Her ne kadar günümüzde gerek ekonomik şartların gerekse teknolojik gelişmelerin etkisiyle kâğıt ile bilgi arasındaki ilişki azalmış, bu yöndeki iş ve ilişkiler daha çok dijital ve sanal bir dünyaya kaydırılmış olsa da onların kâğıt hâlindeki “yedek”leri daima bir kenarda “yazdırılmış” olarak arşivlenmektedir. Dijital dünyanın her an değişmesi durumuyla karşı karşıya kalındığındandır ki o formatın/biçimin insana güven vermekten uzak olduğu düşüncesi zihinlerde hâlâ önemli ölçüde yer almaktadır. Genel Ağ’da (İnternet) bir web sitesinin farklı sürümleri söz konusu olabilir. Birgün önce erişim sağlanan bilginin adresi ertesi gün değişmiş olabilir. Onun için makalelerde kaynak gösterilen web adreslerinin erişim tarihi yazılmaktadır, yazılmalıdır da.
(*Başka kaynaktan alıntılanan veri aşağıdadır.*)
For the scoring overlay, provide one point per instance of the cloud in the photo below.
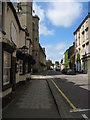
(56, 51)
(64, 13)
(39, 11)
(43, 29)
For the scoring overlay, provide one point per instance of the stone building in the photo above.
(38, 51)
(35, 39)
(16, 51)
(69, 57)
(42, 59)
(82, 45)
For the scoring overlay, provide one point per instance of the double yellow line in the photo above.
(73, 107)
Günümüz okuru gitgide kitap formatından farklı formatlardaki “kitap”lara yönelmektedir. Telefonlar ve tabletler akıllanınca, yapay zekâlar devreye girince okurun farklı formatlardaki kitaplara meyletmesinde, bilgiye ulaşma çabasında pratiklik de işin sosu, tuzu biberi oluyor. O sebeple günümüz yayıncılığı tek formatta/biçimde değil çokluortamlarda(multimedya) devam etmektedir. Bu bağlamda kitapların Android uygulamaları, ebook, ebup ve başkaca yazılımlarla hem görsel hem işitsel hem de uygulama destekli biçimleriyle donatılmış bir kitap karşımızda durmaktadır. Elbette her kitabı bu formatlarda hazırlayıp yayımlayabilmek pek mümkün değildir. Çünkü bunların her bireri ayrı bir gider kalemleri olduğundan matbu hâli zaten bir hayli masraflı olan kitabın maliyetini kat kat artıracak demektir. Bu da okurun kitaba hesaplı ulaşımına engel teşkil eder.
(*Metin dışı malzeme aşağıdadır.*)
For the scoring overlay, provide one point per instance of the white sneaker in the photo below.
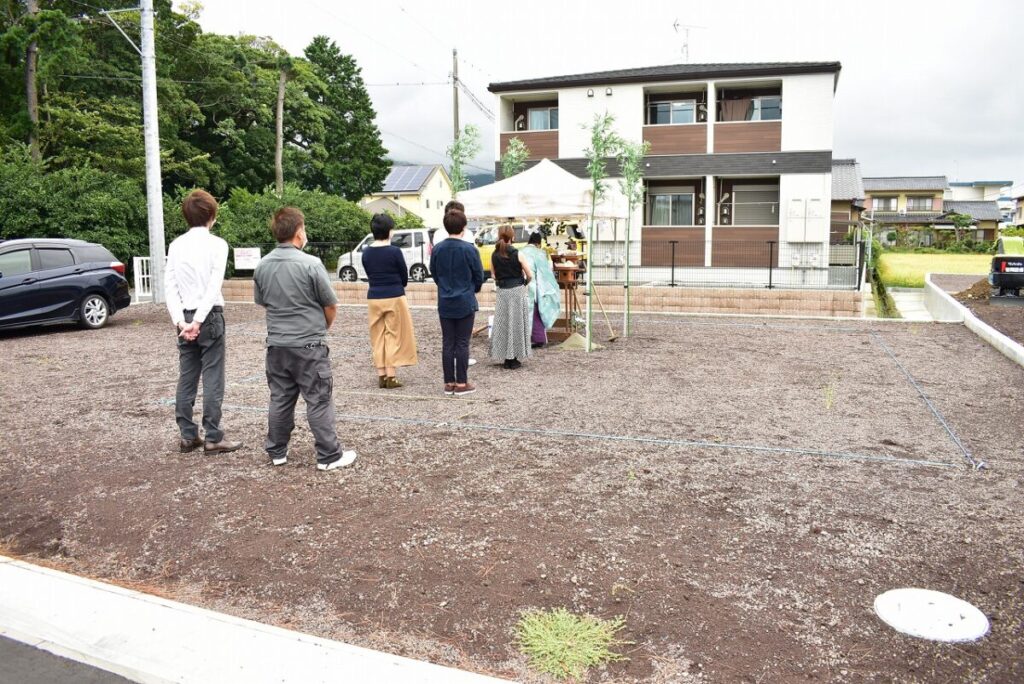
(347, 459)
Devletler, ülkeler, toplumlar planında kendi duygu ve düşüncesinin, kültür ve medeniyet gücü bakımından daima üst sıralarda olmasını isteyen liderler, kitaba, kültüre ve bilginin yaygınlaşmasına yönelik çalışmaları desteklemeleri gerekir. Aksi takdirde; söyleyip ettikleri, kuru bir söylemden öteye gitmeyen, sadece geçici iktidarlarını kalıcı olmasını tahkim etmeye yönelik boş bir fanteziden başka bir şey değildir.
***
Kitaplarla birlikte yolumuza devam ediyoruz. Bu yolculukta zaman zaman bölgelerden, duraklardan geçiyoruz. Bu bölge ve duraklardan bu haftaki konuk olduğumuz yer, İç Anadolu’muzun her alanda bir bakıma “başkenti” olma özelliğine sahip bir şehir olan Kayseri’dir.
Tarihe bir göz attığımızda; 1071 yılında Malazgirt zaferinden sonra Türk topraklarına katılan, 1127 yılında Danişmentliler’in, 1162 yılında ise Anadolu Selçukluların olan Kayseri, Selçuklular zamanında Konya'dan sonra ikinci başkent olmuştur.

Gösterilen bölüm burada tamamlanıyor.